Yeah, you might cheer for a gladiator, but you’re really watching to see a lion bite off a torso. Now, in our civilized society, we want social pariahs and public intra-national rivalries. This is what we watch for. We want to see athletes as enemies–Michael Phelps giving Ryan Lochte a loaded, evil grin, or a huge women’s gymnastics upset. We want to see the photo of that sad South Korean fencer fighting because a timer got reset. And we want Usain Bolt to be pissed–even just a little–that he got beat out by none other than his own teammate, Yohan Blake. And if not that, at least for him to stop trying to say they aren’t nemeses in a Professor Xavier/Magneto used-to-play-for-the-same-team-but-are-now-enemies-unless-the-battle-is-against-everyone-else way. And here, “everyone else” should mean the Bolt/Yohan trash talking, victory dancing against all those other measly runners–but instead they’re taking it out on us! The loyal, cable-provider-paying fans who just want to see a good show!
Because, news flash to the athletes, the IOC, NBC, etc.–this is what makes the Olympics happen! Yeah, we watch for sports, but these idolized, sensationalized celebrathletes are what make it an event. It’s what pays the bills, gets an over $14 billion budget for London to lay a track down and blocks programming across NBC for an entire week. So stop complaining and play your characters! If we wanted silent athletes with no mouths and no glory, we would have watched jai alai or competitive backgammon.

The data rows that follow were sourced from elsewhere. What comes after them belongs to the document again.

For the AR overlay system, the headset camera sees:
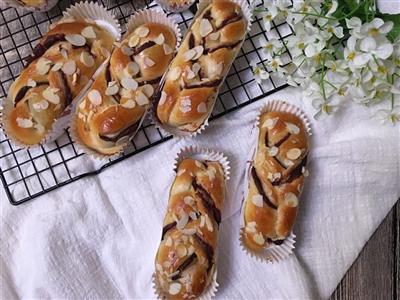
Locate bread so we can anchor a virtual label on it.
[73,23,177,155]
[155,159,225,299]
[4,19,114,145]
[244,112,309,251]
[155,0,247,132]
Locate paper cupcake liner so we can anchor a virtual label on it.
[239,100,312,263]
[1,2,121,148]
[154,0,196,13]
[69,9,182,160]
[152,146,230,300]
[149,0,253,139]
[3,0,58,12]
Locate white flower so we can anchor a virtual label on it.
[250,60,269,85]
[374,105,400,126]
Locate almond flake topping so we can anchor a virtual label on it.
[135,26,150,37]
[142,84,154,98]
[267,146,279,156]
[208,31,220,41]
[42,87,60,105]
[285,192,299,207]
[285,122,300,134]
[62,60,76,75]
[286,148,301,160]
[199,19,213,37]
[125,61,140,76]
[16,117,33,128]
[136,91,149,106]
[251,194,263,207]
[88,90,102,106]
[121,45,133,56]
[65,33,86,47]
[121,77,139,91]
[168,282,182,295]
[262,117,279,129]
[36,57,52,75]
[253,233,265,245]
[158,91,167,105]
[106,81,119,96]
[169,67,182,81]
[26,78,36,87]
[163,44,174,55]
[143,56,156,68]
[81,26,96,39]
[154,33,165,45]
[32,99,49,111]
[128,34,140,48]
[121,99,136,109]
[197,102,207,114]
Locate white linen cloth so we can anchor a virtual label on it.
[0,88,400,299]
[0,0,400,299]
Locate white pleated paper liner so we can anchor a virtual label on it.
[1,2,121,148]
[149,0,253,139]
[3,0,58,12]
[69,9,182,160]
[154,0,196,13]
[239,100,312,263]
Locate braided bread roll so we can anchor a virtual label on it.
[73,23,177,155]
[155,0,247,132]
[4,19,114,145]
[244,112,309,251]
[155,159,225,299]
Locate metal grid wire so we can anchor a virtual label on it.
[0,0,292,205]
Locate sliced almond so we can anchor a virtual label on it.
[125,61,140,76]
[88,89,102,106]
[169,67,182,81]
[136,91,149,106]
[142,84,154,98]
[199,19,213,37]
[286,148,301,160]
[251,194,264,207]
[42,87,60,105]
[285,192,299,207]
[121,45,133,56]
[26,78,36,87]
[81,26,96,39]
[163,44,174,55]
[158,91,167,105]
[128,34,140,48]
[197,102,207,114]
[285,122,300,134]
[143,56,156,68]
[121,77,139,91]
[80,51,94,68]
[51,62,64,72]
[65,33,86,47]
[121,99,136,109]
[135,26,150,37]
[208,31,220,41]
[36,57,52,75]
[61,60,76,75]
[154,33,165,45]
[32,99,49,111]
[16,117,33,128]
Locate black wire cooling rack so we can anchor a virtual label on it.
[0,0,292,205]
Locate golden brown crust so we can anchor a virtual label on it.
[5,20,114,145]
[157,0,247,132]
[74,23,177,155]
[155,159,225,299]
[244,112,309,251]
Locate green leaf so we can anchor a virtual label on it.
[377,13,400,42]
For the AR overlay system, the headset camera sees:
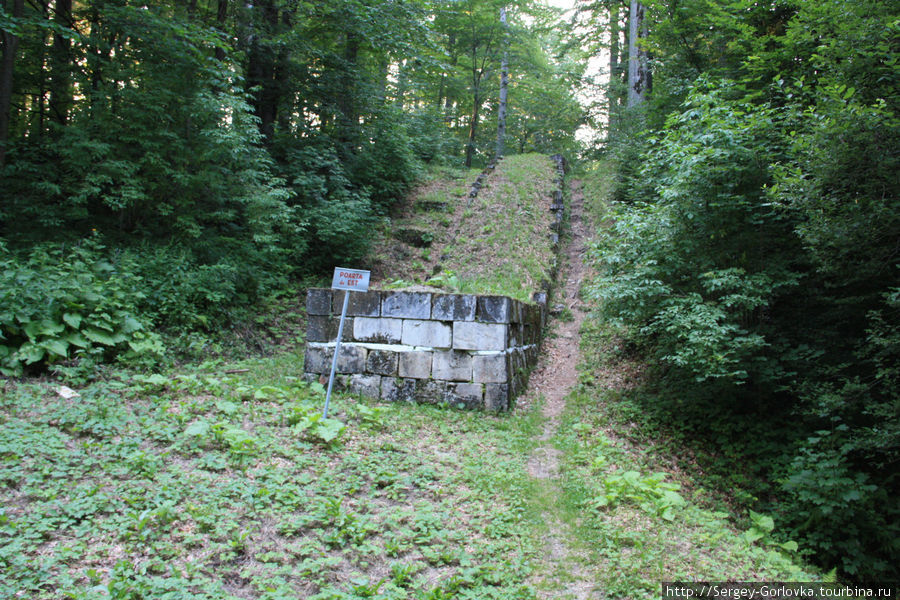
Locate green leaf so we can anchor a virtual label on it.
[40,339,69,357]
[216,400,238,415]
[81,327,125,346]
[750,510,775,533]
[63,331,91,348]
[17,344,44,365]
[122,317,144,333]
[63,313,82,329]
[778,540,800,552]
[315,418,347,442]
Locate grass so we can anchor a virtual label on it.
[444,154,556,301]
[0,338,810,600]
[0,354,540,599]
[374,154,556,301]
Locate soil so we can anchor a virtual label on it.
[518,181,602,600]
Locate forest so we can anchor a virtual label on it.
[0,0,900,581]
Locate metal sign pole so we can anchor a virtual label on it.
[322,267,369,419]
[322,291,350,419]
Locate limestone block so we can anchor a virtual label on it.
[447,383,484,409]
[398,350,432,379]
[349,374,381,398]
[306,288,331,315]
[413,379,447,404]
[381,377,401,402]
[381,292,431,319]
[453,321,507,350]
[332,290,381,317]
[475,296,512,323]
[401,319,452,348]
[353,317,403,344]
[303,344,368,374]
[472,352,508,383]
[431,294,476,321]
[306,315,353,342]
[484,383,509,411]
[366,350,397,377]
[431,350,472,381]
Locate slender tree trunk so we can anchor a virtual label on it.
[444,33,459,125]
[607,0,620,131]
[247,0,279,144]
[466,88,481,167]
[50,0,72,125]
[496,6,509,160]
[0,0,25,167]
[216,0,228,62]
[337,31,361,160]
[628,0,650,108]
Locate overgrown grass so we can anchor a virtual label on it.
[444,154,556,301]
[0,354,540,599]
[373,154,556,301]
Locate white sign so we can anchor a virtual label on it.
[331,267,369,292]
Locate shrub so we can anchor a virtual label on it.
[0,240,162,376]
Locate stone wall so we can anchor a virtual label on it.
[305,288,547,411]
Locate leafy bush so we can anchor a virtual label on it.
[0,241,162,376]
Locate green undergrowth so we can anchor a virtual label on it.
[0,354,541,600]
[372,154,556,301]
[556,322,820,598]
[444,154,556,301]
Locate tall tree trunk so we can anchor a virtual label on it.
[628,0,650,108]
[496,6,509,160]
[466,87,481,168]
[607,0,620,131]
[50,0,72,125]
[444,33,459,125]
[337,31,360,160]
[0,0,25,167]
[216,0,228,62]
[247,0,279,144]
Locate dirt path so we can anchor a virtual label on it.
[520,181,601,600]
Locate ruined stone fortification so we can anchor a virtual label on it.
[304,155,565,411]
[305,289,547,411]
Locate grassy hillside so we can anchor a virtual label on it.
[374,154,556,301]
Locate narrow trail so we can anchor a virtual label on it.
[521,181,601,600]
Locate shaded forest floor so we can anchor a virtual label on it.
[0,166,813,600]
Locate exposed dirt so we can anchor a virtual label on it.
[519,181,602,600]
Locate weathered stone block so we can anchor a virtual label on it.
[472,353,508,383]
[303,344,333,373]
[453,321,506,350]
[366,350,397,376]
[447,383,484,409]
[475,296,512,323]
[484,383,509,411]
[306,288,331,315]
[349,374,381,398]
[506,323,525,348]
[431,350,472,381]
[414,379,447,404]
[398,351,432,379]
[509,300,525,323]
[431,294,477,321]
[381,292,431,319]
[306,315,353,342]
[303,344,367,373]
[400,319,452,348]
[353,317,403,344]
[332,290,381,317]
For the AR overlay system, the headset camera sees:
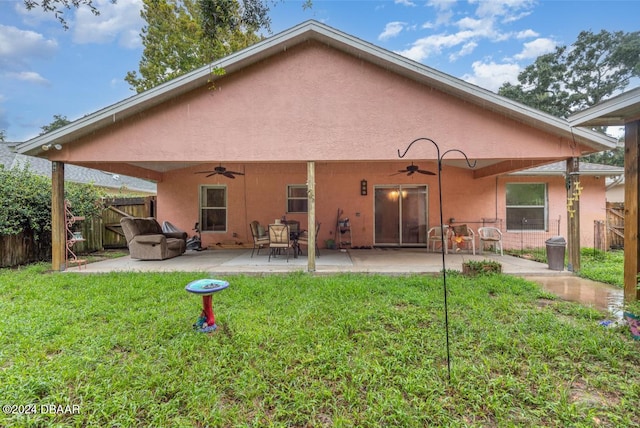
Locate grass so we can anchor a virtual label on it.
[0,265,640,427]
[508,248,624,288]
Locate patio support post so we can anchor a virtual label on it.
[567,157,580,272]
[624,120,640,302]
[307,161,316,272]
[398,137,476,381]
[51,161,67,271]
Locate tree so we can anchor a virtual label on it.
[39,114,71,135]
[24,0,111,30]
[498,30,640,117]
[125,0,268,92]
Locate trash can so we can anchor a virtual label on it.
[545,236,567,270]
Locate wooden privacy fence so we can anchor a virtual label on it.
[0,196,156,268]
[606,202,624,250]
[102,196,156,248]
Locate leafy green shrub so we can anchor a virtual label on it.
[0,165,102,241]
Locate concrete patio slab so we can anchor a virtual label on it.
[66,248,560,276]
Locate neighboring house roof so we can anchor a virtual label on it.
[0,144,156,194]
[508,162,624,177]
[568,87,640,126]
[18,21,615,159]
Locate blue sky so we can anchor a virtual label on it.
[0,0,640,142]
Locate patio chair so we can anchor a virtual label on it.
[427,225,451,254]
[478,226,504,256]
[269,224,293,262]
[249,220,269,258]
[298,223,320,257]
[451,224,476,256]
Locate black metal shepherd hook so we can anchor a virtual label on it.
[398,137,476,381]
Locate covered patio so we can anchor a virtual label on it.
[67,248,556,276]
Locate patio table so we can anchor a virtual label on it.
[185,279,229,333]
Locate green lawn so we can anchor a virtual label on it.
[579,248,624,288]
[0,266,640,427]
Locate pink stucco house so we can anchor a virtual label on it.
[18,21,615,266]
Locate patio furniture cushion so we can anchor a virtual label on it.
[120,217,187,260]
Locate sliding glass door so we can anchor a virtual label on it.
[374,185,427,247]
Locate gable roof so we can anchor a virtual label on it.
[0,144,156,194]
[507,162,624,177]
[17,21,615,156]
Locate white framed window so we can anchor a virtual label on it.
[287,184,309,213]
[200,186,227,232]
[506,183,548,231]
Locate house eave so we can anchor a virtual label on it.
[17,21,616,156]
[568,87,640,126]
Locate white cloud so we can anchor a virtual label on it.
[71,0,145,48]
[462,61,521,92]
[5,71,51,85]
[378,21,407,40]
[515,38,556,60]
[0,25,58,71]
[449,42,478,62]
[397,31,474,62]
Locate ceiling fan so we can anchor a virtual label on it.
[392,162,436,175]
[196,165,244,179]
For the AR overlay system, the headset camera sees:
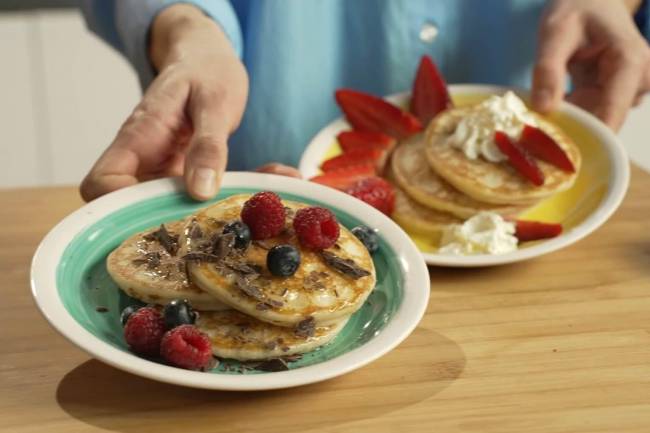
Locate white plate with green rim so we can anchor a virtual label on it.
[300,84,630,267]
[31,172,429,391]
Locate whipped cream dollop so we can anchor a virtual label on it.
[447,91,537,162]
[438,212,517,255]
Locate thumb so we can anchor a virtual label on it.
[184,90,232,200]
[531,19,580,113]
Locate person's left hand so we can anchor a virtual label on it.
[532,0,650,130]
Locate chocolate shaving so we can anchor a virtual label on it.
[293,316,316,338]
[235,275,265,301]
[144,224,178,256]
[253,241,273,251]
[320,251,370,280]
[226,262,262,279]
[131,252,160,269]
[187,220,203,241]
[183,251,221,263]
[257,358,289,373]
[212,233,235,259]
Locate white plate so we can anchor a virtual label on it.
[299,84,630,267]
[31,173,430,390]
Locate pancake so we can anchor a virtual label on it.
[106,221,227,310]
[181,194,376,327]
[425,107,581,205]
[391,134,522,218]
[196,310,348,361]
[387,165,463,243]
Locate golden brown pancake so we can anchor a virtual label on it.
[391,135,522,218]
[196,310,348,361]
[425,107,581,205]
[106,221,228,310]
[181,194,376,327]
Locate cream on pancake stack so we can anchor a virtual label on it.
[107,194,376,361]
[388,92,581,242]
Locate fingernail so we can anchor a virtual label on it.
[534,89,553,111]
[192,168,217,198]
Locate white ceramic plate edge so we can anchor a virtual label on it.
[299,84,630,267]
[31,172,430,391]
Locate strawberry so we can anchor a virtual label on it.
[518,125,576,173]
[309,164,377,190]
[494,131,544,186]
[320,149,388,172]
[410,56,454,125]
[515,220,562,242]
[335,89,422,140]
[344,176,395,215]
[336,131,397,153]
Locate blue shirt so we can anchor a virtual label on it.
[84,0,647,170]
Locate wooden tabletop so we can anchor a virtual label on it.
[0,169,650,433]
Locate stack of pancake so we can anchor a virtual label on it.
[107,194,376,361]
[387,108,581,240]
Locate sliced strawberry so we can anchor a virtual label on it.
[344,176,395,215]
[320,149,388,172]
[410,56,454,125]
[309,164,376,190]
[336,131,397,153]
[494,131,544,186]
[335,89,422,140]
[518,125,576,173]
[515,220,562,242]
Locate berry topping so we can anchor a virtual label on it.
[124,307,165,356]
[293,207,340,250]
[120,305,140,326]
[160,325,212,370]
[345,177,395,215]
[266,245,300,277]
[163,299,196,329]
[241,191,286,240]
[351,226,379,254]
[223,221,251,250]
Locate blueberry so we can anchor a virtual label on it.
[120,305,140,326]
[223,221,251,250]
[351,226,379,254]
[163,299,196,329]
[266,245,300,277]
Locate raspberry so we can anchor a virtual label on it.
[293,207,339,250]
[241,191,286,240]
[160,325,212,370]
[124,307,165,356]
[345,176,395,215]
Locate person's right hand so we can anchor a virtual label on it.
[81,4,248,201]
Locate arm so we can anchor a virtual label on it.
[533,0,650,130]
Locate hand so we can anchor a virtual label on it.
[532,0,650,130]
[81,4,248,201]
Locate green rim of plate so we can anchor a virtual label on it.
[56,188,404,374]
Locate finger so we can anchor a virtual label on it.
[531,18,581,113]
[594,50,643,131]
[185,90,231,200]
[255,162,302,179]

Even reaching back to the ancient Greek Olympics, excitement was all in the subtle dramas of the nations. For the Olympic Games, countries would call a truce so that their players could journey to the games without fear of ambush, and the winners were considered heroes in their homelands. These bragging rights are what make all those McDonald’s commercials worthwhile (not the P&G mom one though–that one gets us every time). And the way America managed to make it American to root for both the hegemonic champion (Phelps) and the semi-underdog (Lochte) in just one event is a PR/athletic gold medal right there.
So keep doing what you’re doing, Olympic athletes! Win races, pump iron and get yourself involved in a tweeting scandal or announce your virginity. Or better yet–both.